The judge also “rejected (REAP’s) argument that the exemption ran afoul of the First Amendment’s prohibition against the establishment of religion by Congress, saying they failed to show how the federal government, in contrast to the schools, advanced religion.”

Throughout the country — in workplaces, businesses, and other venues — LGBTQ-identifying persons can be subject to verbal cruelty and personal harassment. These are affronts to the God-given dignity enjoyed by every image-bearer of our Creator. Followers of Jesus should not only oppose them but defend those attacked when able.

With that said, I cannot help but wonder why the students who filed the lawsuit attend Christian colleges and universities whose faith commitments state clearly what they believe about human sexuality. Did they apply to and enter these schools under false pretenses — affirming the institutions’ doctrinal standards while intending to fight them once enrolled? Or upon attending, did they decide they were LGBTQ and choose to remain in order to overturn the schools’ commitments to biblical teaching?

Perhaps they felt they have a strong precedent for such initiatives as the REAP lawsuit. This past fall, the Christian Reformed Church, even though affirming the Bible’s teaching about men, women, and sex, decided to let the faculty at its flagship college, Calvin University, “dissent from a clause in (the CRC) confession of faith that regards sex outside of heterosexual marriage as sinful, enabling them to continue to work at the Christian school while also respecting their convictions.”

In other words, a college founded to uphold scriptural standards allows professors who disdain some of those standards to teach and, thereby, influence the young people who attend the institution. This is like saying that although my car uses diesel fuel I’m going to fill it up with low-octane gas. Hey, I’m filling it up, right? Why judge me for my tolerance of and even compassionate sympathy for diverse fuel types?

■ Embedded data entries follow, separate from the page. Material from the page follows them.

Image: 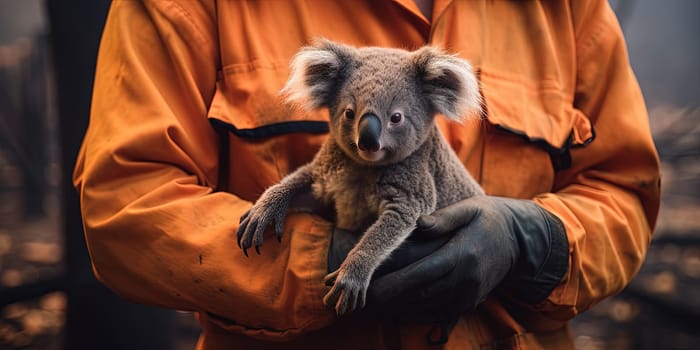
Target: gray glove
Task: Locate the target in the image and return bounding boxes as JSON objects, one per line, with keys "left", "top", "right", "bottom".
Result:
{"left": 328, "top": 227, "right": 450, "bottom": 278}
{"left": 328, "top": 196, "right": 568, "bottom": 344}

Similarly, some churches have abandoned the Bible’s clear teaching about human sexuality after intense and unrelenting pressure from LGBT-identifying activists and their allies. Even though the worldwide Methodist communion uniformly opposes any sexual intimacy outside of traditional marriage, American Methodist advocates of complete sexual autonomy have insisted on violating their church’s stated beliefs and are now dividing the United Methodist Church.

With precedents like these, it is understandable that the insistent and relentless demands of LGBTQ activists and their supporters would try to erode those institutions retaining fidelity to “the Word of God and the testimony of Jesus Christ” (Revelation 1:2).

Anyone who agrees with a school’s doctrinal statement or at least agrees to abide by its standards is welcome at a Christian college or university, depending on the individual institution’s rules. Yet no one is compelled to remain at a school whose standards are repellent to him or her. To do so speaks of a lack of moral courage and personal dishonesty as well, perhaps, of a certain desperation for affirmation that the student himself or herself does not possess within.

My heart goes out to those wrestling with issues of sexual identity. But this court case hasn’t been about any student’s view of his or her sexuality. It’s about standing for the truth of the Word of God and allowing those who follow it to do so without penalty. Continuing to stand without compromise is one of the great and ongoing challenges for the believing church today. May we be found faithful.

Rob Schwarzwalder, Ph.D., is Senior Lecturer in Regent University's Honors College.